After a jury trial, Barnes was found guilty of two counts of passing forged money orders in violation of 18 U.S.C. § 500 and was sentenced to concurrent terms of five years’ imprisonment. On appeal, he contends that the evidence was insufficient as a matter of law to establish that he knew the money orders were stolen or forged, and thus that he passed the orders with intent to defraud. We disagree and affirm his conviction for the reasons noted below.

I.

The evidence presented at trial unequivocally showed that Barnes passed two stolen money orders that had been issued'by use of a money order machine and validating stamp also stolen from the United States Postal Service. It was Barnes’s theory of defense at trial that he did not know that the money orders had been stolen and forged. According to him, a man named “Jim” had given him the blank money orders in repayment for a loan and had told him that he could put any names he wanted on the orders as payors and payees. Barnes in fact did fill out the orders with the names of a fictitious payor and payee,’ and then negotiated the orders by endorsing them in the name of the fictitious payee.

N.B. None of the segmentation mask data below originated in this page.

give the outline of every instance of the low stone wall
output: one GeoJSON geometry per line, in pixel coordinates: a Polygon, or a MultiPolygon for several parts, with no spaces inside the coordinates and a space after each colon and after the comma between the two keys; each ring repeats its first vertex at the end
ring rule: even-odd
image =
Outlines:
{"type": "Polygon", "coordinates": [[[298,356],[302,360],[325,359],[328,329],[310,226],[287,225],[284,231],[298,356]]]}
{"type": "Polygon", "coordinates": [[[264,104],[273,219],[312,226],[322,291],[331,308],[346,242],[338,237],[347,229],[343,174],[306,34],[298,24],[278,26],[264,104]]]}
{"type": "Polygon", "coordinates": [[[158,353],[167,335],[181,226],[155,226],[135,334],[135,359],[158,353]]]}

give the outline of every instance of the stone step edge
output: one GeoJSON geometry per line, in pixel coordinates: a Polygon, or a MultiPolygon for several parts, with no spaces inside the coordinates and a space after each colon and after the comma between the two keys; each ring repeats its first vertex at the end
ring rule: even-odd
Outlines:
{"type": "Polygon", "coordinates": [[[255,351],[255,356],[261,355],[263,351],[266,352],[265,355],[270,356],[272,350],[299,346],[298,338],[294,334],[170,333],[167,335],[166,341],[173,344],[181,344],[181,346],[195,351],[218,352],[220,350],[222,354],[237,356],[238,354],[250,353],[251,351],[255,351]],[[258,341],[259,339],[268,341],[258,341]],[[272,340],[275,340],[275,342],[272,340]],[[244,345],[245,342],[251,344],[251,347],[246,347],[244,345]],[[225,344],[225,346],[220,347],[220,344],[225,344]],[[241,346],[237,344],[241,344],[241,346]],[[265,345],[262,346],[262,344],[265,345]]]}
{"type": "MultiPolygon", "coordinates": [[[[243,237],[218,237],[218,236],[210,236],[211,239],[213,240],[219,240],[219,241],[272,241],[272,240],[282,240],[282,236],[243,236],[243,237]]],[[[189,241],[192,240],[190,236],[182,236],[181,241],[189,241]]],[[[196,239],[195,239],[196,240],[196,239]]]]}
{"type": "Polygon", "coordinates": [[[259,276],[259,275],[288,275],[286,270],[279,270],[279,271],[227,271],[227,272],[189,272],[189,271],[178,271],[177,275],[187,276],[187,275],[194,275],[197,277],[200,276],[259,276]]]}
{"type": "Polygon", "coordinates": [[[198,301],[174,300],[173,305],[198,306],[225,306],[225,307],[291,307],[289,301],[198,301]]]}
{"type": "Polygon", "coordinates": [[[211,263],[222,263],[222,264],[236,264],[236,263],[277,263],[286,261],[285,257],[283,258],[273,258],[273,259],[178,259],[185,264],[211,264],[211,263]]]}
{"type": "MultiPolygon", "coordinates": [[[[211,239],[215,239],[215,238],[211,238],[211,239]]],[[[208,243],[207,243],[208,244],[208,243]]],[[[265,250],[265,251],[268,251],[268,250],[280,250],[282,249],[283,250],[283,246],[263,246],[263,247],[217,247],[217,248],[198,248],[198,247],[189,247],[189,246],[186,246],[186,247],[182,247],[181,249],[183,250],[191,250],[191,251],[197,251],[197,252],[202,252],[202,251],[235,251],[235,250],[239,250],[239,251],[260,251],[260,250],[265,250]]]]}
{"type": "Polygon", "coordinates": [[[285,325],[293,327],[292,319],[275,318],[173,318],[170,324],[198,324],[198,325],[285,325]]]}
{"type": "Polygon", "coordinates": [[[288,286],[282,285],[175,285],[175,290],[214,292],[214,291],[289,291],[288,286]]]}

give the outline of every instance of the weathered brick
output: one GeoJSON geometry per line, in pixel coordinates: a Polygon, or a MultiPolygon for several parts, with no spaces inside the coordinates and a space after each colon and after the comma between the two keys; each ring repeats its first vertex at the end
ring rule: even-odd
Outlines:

In support of his contention that the evidence was insufficient as a matter of law to sustain his convictions, Barnes principally relies on United States v. Kelley, 186 F.2d 598, 602 (7th Cir. 1951), wherein the court noted that the mere passing of a counterfeit note was insufficient in itself to establish that the defendant knew the note was forged and thus had passed it with intent to defraud.

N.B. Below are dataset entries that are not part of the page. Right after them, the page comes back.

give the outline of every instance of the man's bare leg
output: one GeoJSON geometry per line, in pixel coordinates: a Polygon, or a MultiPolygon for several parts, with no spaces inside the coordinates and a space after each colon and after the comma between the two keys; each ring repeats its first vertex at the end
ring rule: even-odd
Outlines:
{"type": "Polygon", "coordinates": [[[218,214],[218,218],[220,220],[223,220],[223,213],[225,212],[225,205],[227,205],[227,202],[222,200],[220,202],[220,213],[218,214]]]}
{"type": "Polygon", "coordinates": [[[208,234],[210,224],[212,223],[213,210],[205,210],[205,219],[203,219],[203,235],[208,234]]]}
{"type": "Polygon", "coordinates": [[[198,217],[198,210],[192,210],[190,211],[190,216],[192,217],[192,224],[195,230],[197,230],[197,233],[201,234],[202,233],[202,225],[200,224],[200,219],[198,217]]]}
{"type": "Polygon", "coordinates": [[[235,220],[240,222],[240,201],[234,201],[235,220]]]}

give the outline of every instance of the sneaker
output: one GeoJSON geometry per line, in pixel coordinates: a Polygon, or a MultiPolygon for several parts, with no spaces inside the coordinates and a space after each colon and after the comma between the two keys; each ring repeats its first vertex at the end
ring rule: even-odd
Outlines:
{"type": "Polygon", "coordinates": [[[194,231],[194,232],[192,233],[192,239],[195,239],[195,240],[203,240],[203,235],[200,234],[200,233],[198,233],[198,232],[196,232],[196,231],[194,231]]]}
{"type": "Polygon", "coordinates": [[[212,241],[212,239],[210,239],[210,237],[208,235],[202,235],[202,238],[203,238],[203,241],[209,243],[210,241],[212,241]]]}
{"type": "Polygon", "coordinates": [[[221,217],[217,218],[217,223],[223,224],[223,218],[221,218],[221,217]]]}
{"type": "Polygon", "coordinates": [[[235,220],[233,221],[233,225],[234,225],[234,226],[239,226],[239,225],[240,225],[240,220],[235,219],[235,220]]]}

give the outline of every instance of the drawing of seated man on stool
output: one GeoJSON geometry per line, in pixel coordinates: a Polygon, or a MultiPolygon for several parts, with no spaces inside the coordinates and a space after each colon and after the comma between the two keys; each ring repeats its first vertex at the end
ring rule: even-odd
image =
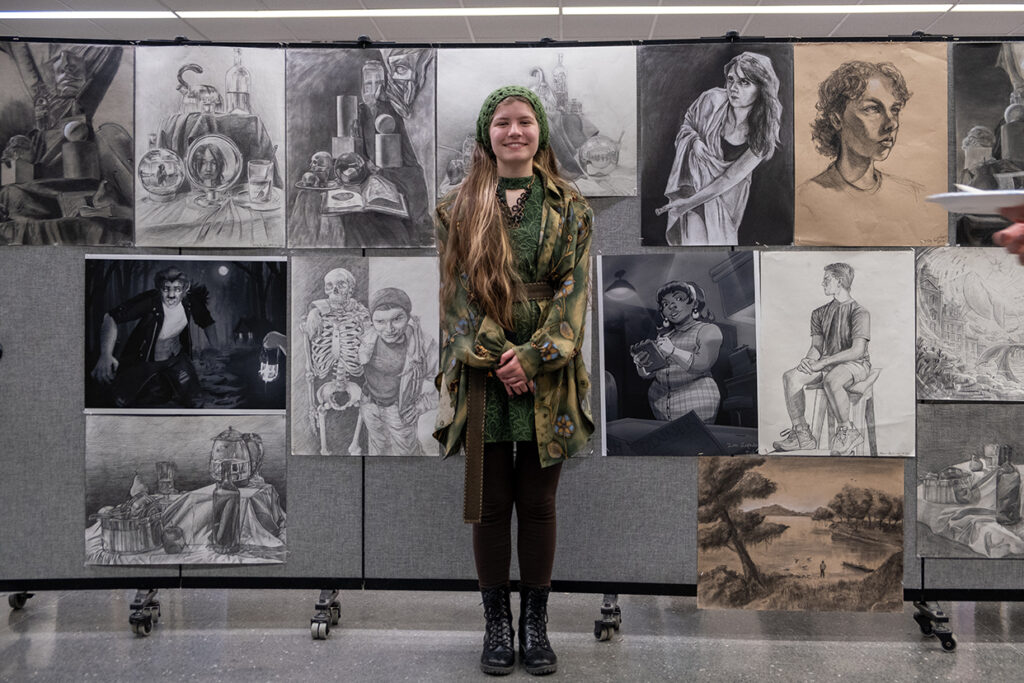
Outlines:
{"type": "Polygon", "coordinates": [[[818,448],[821,435],[811,433],[805,415],[804,388],[808,385],[820,385],[837,423],[829,453],[851,454],[864,442],[864,434],[851,419],[849,392],[872,374],[868,357],[871,316],[850,295],[852,285],[853,268],[848,263],[825,266],[821,286],[832,300],[811,312],[811,346],[797,366],[782,375],[792,428],[784,430],[783,438],[772,443],[776,451],[818,448]]]}

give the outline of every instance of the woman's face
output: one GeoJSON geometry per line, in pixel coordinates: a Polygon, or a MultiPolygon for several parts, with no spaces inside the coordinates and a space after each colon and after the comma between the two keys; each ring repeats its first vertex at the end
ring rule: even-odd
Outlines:
{"type": "Polygon", "coordinates": [[[540,144],[540,126],[533,107],[520,100],[505,100],[494,110],[490,134],[498,172],[507,175],[504,169],[525,166],[529,173],[540,144]]]}
{"type": "Polygon", "coordinates": [[[686,320],[693,312],[693,304],[685,292],[669,292],[661,298],[661,314],[673,325],[686,320]]]}
{"type": "Polygon", "coordinates": [[[725,76],[725,91],[733,107],[749,107],[757,101],[757,84],[747,78],[738,64],[725,76]]]}
{"type": "Polygon", "coordinates": [[[220,160],[209,147],[202,151],[199,157],[199,180],[206,185],[215,185],[220,175],[220,160]]]}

We, of course, have no quarrel with the Kelley court’s observation that the mere passing of a counterfeit instrument, without more, is insufficient in itself to establish beyond a reasonable doubt that the defendant knew the instrument to be counterfeit and thus passed it with intent to defraud. As the court also observed in that case, however, guilty knowledge and intent to defraud can rarely be established by direct evidence and thus must often be inferred from the facts and circumstances of record. In the case at bar, the evidence showed much more than the mere passing of a forged money order, for the defendant had not only passed the order but also had endorsed it in the name of a fictitious payee after having made the order out to the payee in the name of a fictitious payor. From the evidence the jury could properly infer that Barnes knew the money order he had made out was stolen or forged, just as the Kelley jury properly inferred that the defendant must have known the note to be counterfeit because of the defendant’s efforts to conceal and destroy the other counterfeit notes in his possession. See id. at 603. Moreover, no inference of guilty knowledge was even necessary in this case because the defendant admitted to having falsely endorsed the orders in the name of the fictitious payee to whom he had made the order out. He thus must have known that a material signature and endorsement on the orders was false. 18 U.S.C. § 500. We hold that the evidence was more than sufficient as a matter of law to sustain the jury’s finding that the defendant passed the orders with intent to defraud and knowledge that a material signature thereon was false.

Accordingly, the district court’s judgment is

AFFIRMED. 
      
       Defendant’s contention that his endorsement of the orders in the name of a fictitious payee was not a materially false signature is frivolous. Nothing could be more materially false than the purported endorsement of a fictitious payee. See United States v. Ackerman, 393 F.2d 121 (7th Cir. 1968); United States v. Di Pietroantonio, 289 F.2d 122 (2d Cir. 1961); Hanson v. United States, 271 F.2d 791 (9th Cir. 1959).